Economic Capital

Simply put, economic capital is the funding required by a company in order to continue to operate, pay its debts, and avoid insolvency. While there is no legal requirement for most companies to maintain sufficient economic capital, companies that fail to do so typically receive lower credit rating and, in extreme cases, may be denied further corporate credit altogether. Failure to maintain an appropriate level of economic capital can also lead to decreased investment in the company, further reducing the amount of funding available for use.

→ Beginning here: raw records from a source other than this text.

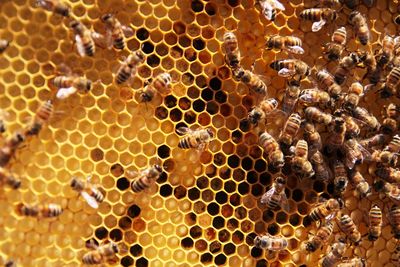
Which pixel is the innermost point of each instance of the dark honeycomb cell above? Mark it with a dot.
(142, 262)
(199, 105)
(206, 258)
(101, 233)
(142, 34)
(195, 231)
(187, 242)
(147, 47)
(218, 222)
(117, 170)
(215, 84)
(123, 183)
(233, 161)
(213, 209)
(194, 194)
(215, 247)
(244, 188)
(197, 6)
(175, 115)
(170, 101)
(153, 61)
(161, 112)
(126, 261)
(179, 192)
(273, 229)
(230, 186)
(133, 211)
(220, 259)
(221, 197)
(125, 223)
(116, 235)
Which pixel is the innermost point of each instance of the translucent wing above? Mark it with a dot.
(90, 200)
(318, 25)
(64, 93)
(79, 45)
(128, 31)
(295, 49)
(286, 72)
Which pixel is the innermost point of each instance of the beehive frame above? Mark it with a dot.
(203, 210)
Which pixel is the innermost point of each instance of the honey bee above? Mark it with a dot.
(354, 262)
(334, 255)
(290, 130)
(55, 6)
(326, 210)
(321, 168)
(232, 52)
(145, 178)
(291, 67)
(335, 48)
(290, 98)
(375, 223)
(394, 220)
(4, 44)
(389, 88)
(116, 32)
(362, 186)
(39, 211)
(271, 243)
(252, 80)
(92, 195)
(312, 137)
(300, 164)
(42, 116)
(315, 115)
(271, 147)
(68, 85)
(345, 65)
(128, 67)
(198, 139)
(355, 153)
(374, 141)
(320, 238)
(390, 190)
(161, 84)
(100, 254)
(388, 174)
(352, 98)
(260, 113)
(269, 7)
(11, 145)
(319, 17)
(341, 179)
(364, 116)
(348, 227)
(9, 179)
(360, 26)
(327, 83)
(276, 196)
(291, 44)
(85, 43)
(314, 96)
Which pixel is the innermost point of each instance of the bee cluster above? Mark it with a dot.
(325, 137)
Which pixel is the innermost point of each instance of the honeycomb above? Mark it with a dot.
(203, 210)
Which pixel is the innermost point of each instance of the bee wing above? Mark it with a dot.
(128, 31)
(318, 25)
(64, 93)
(295, 49)
(79, 45)
(284, 72)
(90, 200)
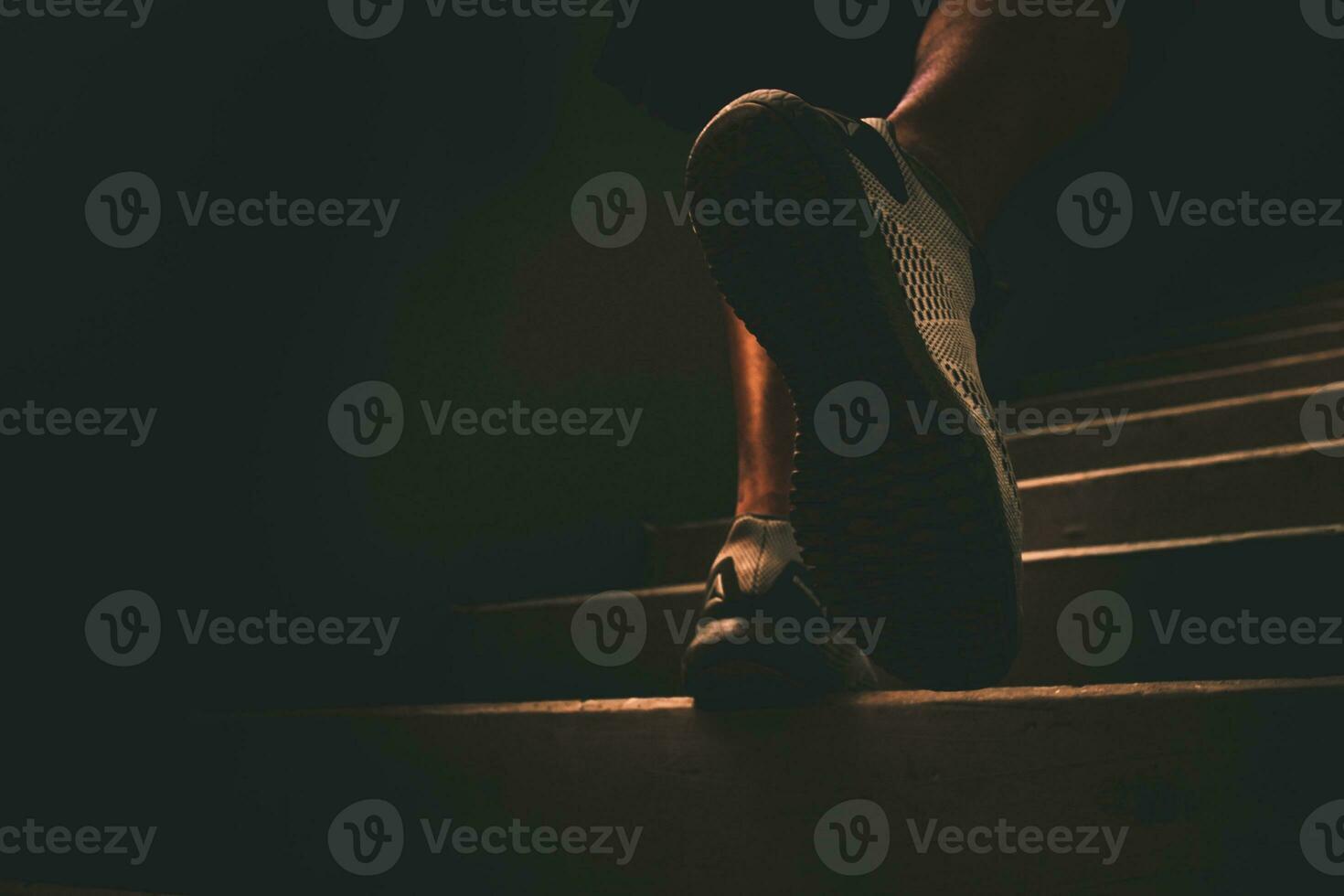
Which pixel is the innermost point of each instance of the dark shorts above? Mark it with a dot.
(686, 59)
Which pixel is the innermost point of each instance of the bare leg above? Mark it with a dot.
(766, 426)
(991, 97)
(994, 96)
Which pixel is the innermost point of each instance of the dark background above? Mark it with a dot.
(484, 293)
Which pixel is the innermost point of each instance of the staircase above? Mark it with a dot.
(1204, 730)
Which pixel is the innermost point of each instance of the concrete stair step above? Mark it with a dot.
(1257, 337)
(1211, 784)
(528, 650)
(1260, 488)
(1220, 426)
(1199, 386)
(1273, 488)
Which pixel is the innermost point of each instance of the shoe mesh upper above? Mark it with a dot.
(932, 258)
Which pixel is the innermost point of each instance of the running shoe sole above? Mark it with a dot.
(915, 534)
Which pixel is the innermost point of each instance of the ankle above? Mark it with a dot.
(976, 208)
(763, 503)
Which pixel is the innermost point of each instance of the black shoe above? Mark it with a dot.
(763, 637)
(871, 326)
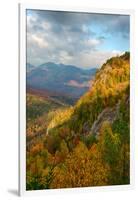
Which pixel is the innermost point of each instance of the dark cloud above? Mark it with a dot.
(66, 36)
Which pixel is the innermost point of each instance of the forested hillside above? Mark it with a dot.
(86, 144)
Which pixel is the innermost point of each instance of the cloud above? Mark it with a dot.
(74, 38)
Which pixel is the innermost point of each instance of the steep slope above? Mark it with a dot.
(87, 144)
(110, 85)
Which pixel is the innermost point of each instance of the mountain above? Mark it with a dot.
(67, 80)
(87, 144)
(29, 67)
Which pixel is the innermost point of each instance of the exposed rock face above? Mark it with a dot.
(108, 114)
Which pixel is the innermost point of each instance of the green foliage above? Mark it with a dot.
(63, 152)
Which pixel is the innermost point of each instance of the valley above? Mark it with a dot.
(78, 132)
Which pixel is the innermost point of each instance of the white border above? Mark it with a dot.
(22, 99)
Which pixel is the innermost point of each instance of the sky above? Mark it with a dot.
(86, 40)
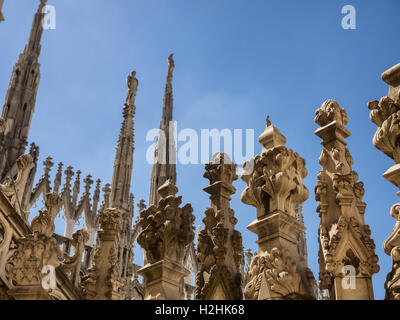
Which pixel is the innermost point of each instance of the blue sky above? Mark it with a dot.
(236, 61)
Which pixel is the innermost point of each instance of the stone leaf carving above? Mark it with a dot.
(220, 249)
(166, 228)
(391, 246)
(276, 181)
(335, 259)
(386, 115)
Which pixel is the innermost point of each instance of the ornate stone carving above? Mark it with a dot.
(343, 236)
(72, 264)
(277, 270)
(14, 189)
(102, 281)
(275, 187)
(220, 249)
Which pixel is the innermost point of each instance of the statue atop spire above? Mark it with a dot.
(1, 15)
(171, 67)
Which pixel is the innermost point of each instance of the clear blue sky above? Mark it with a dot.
(236, 61)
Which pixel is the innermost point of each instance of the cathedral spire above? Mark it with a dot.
(164, 167)
(33, 45)
(124, 156)
(1, 15)
(21, 97)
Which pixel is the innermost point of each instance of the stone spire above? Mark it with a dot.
(384, 114)
(21, 97)
(220, 249)
(275, 187)
(121, 198)
(164, 167)
(1, 15)
(347, 256)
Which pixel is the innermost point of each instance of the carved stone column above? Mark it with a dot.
(275, 188)
(220, 249)
(102, 281)
(347, 253)
(166, 230)
(386, 114)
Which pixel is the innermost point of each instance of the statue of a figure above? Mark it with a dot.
(133, 84)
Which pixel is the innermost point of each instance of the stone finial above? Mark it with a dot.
(339, 195)
(72, 264)
(33, 253)
(57, 180)
(275, 187)
(220, 249)
(110, 219)
(14, 189)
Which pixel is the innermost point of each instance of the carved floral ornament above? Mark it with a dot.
(277, 176)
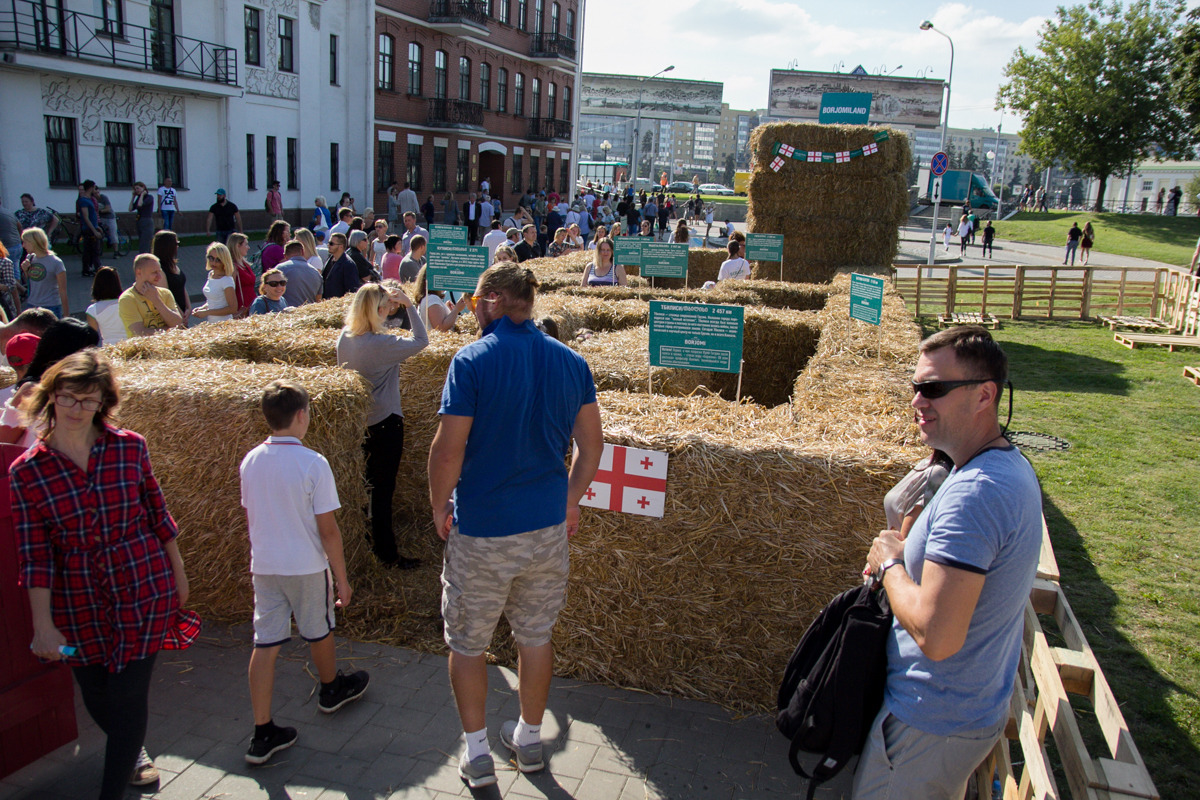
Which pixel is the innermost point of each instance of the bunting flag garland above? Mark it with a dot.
(784, 151)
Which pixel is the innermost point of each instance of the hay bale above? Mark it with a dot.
(199, 419)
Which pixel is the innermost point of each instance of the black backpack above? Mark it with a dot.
(833, 685)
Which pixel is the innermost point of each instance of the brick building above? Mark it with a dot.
(468, 90)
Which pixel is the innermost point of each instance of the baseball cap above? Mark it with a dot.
(21, 348)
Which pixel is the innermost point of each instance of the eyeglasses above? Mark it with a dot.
(935, 389)
(66, 401)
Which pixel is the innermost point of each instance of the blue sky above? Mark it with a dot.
(739, 41)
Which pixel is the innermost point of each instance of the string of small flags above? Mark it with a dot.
(784, 151)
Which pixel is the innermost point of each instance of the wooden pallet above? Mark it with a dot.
(1170, 342)
(1143, 323)
(969, 318)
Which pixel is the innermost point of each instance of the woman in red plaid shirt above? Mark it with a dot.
(99, 557)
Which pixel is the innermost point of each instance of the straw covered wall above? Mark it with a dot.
(832, 215)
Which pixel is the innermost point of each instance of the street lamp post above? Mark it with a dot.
(946, 122)
(637, 125)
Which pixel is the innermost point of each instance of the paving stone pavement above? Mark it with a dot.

Economic capital definition


The classic definition of economic capital is the amount of money required by a company in order to continue profitable operation and pay its debts on a continuing basis. Economic capital consists of liquid assets, rather than capital assets; capital assets cannot be quickly liquidated in order to provide operating funds, and thus are not useful sources of economic capital. Liquid assets typically include ready cash at hand as well as corporate banking accounts, bonds, and mutual fund accounts. These assets can easily be converted into cash to support the ongoing operations of the company.


Economic capital implications

Credit rating agencies and banking institutions regard the measure of economic capital that a company maintains as one of the most reliable indicators of the company’s financial stability. Economic capital is essentially the financial life blood of a company, and failure to maintain an adequate reserve can spell economic disaster and the eventual collapse of the company. The amount of economic capital required varies from company to company depending on the risk factors assumed; lower risk enterprises require less economic capital since they are less likely to experience catastrophic losses. For instance, a company that accrues a large amount of debt and depends heavily on volatile stocks for its ongoing operating funds will require a greater reserve of economic capital than one that has few outstanding debts and minimal risk to its investments.

Economic capital model


Financial institutions and investment analysts use a variety of economic capital models to determine the creditworthiness and overall stability of corporate entities. Typically, an economic capital model measures the outstanding risk assumed by a company against its ongoing income and liquid assets. Ideally, a company will maintain economic capital equal to or exceeding its risk factors. The economic capital model used by some corporate credit agencies also incorporates available credit as a factor in determining the available cash on hand. This allows companies with excellent credit ratings and a large supply of available credit to maintain a smaller reserve of economic capital while continuing to present an attractive prospect to potential investors.